Selon une critique de « Brief Interviews » (Brefs Entretiens) avec DFW, ce serait « comme le contrepoids du caractère narcotique de la vie contemporaine ». Et cela se poursuit avec « Comment faire preuve d'acuité lorsqu'on vous apprend à être passif ? Comment déterminer une valeur réelle quand tout à un prix ? Comment être responsable lorsque vous êtes, par définition, toujours la victime infantilisée ? Comment vivre dans le monde lorsque le monde s'est effondré en langage ? ». On dirait par moments, que le critique a emprunté du maitre.
Dans son éloge critique de DFW, Zadie Smith écrit « L'opinion populaire de Wallace était celle d'un écrivain calmement cérébral qui craignait le lien émotionnel de la fiction. Mais ce n'est pas de cela qu'il avait peur. Ses histoires racontent l'inverse : ils sont terrifiés à l'idée de l'absence de lien émotionnel ».
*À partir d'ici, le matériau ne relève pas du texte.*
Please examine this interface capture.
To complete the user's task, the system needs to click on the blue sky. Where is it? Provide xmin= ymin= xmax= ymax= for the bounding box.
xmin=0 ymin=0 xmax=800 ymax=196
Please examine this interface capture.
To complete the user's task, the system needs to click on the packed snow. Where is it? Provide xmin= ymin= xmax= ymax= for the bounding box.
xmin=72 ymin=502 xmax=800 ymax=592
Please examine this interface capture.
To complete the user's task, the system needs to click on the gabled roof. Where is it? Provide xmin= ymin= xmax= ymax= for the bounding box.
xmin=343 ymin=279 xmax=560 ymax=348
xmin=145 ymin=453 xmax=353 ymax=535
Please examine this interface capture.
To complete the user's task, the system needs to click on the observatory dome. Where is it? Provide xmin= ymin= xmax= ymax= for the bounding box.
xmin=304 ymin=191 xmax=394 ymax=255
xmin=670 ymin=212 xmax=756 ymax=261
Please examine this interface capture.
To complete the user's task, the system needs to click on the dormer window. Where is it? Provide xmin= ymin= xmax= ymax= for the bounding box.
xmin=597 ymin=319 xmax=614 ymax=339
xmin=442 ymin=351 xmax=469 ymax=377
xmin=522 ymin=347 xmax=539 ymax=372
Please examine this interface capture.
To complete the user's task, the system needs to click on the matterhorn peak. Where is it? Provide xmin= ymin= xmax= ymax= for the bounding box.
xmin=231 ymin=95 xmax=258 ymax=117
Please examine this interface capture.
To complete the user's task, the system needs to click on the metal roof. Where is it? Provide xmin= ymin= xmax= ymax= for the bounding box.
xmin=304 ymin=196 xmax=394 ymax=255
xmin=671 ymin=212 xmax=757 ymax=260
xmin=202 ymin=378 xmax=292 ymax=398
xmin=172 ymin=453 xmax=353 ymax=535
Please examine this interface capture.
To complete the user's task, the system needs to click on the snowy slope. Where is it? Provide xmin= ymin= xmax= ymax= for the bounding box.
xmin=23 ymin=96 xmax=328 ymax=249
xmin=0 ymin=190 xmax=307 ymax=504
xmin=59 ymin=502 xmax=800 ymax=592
Ses remarques sur le choix délibéré de DFW de rendre son écriture difficile pour le lecteur sont plus intelligentes que presque tout ce que j'ai lu sur le sujet. Il y a eu d'autres cas d'écriture où l'idée était d'écrire différemment pour obliger le lecteur à réfléchir sur les mots et leur signification dans une société distopique. Par exemple « Enig Marcheur » de Russell Hoban traduit par Nicolas Richard (2012, Monsieur Toussaint Louverture, 288 p.) ou de Will Self « le Livre de Dave » traduit par Robert Davreu (2010, Editions De l'Olivier, 539 p.). Pas sûr que ces essais d'écriture aient apporté un complément de compréhension lors de leur lecture. Tout comme le « Infinite Jest » (2015, Editions De l'Olivier, 1488 p.) de DFW comporte 388 notes de bas de page pour revenir sur un point de l'histoire. C'est une méthode de perturbation du texte linéaire tout en conservant un certain sens de la cohésion narrative.
On pourra lire, de DFW en parallèle « Brefs entretiens avec des hommes hideux » (2005, Au Diable Vauvert, 439 p.), un recueil de 23 nouvelles plus abordables.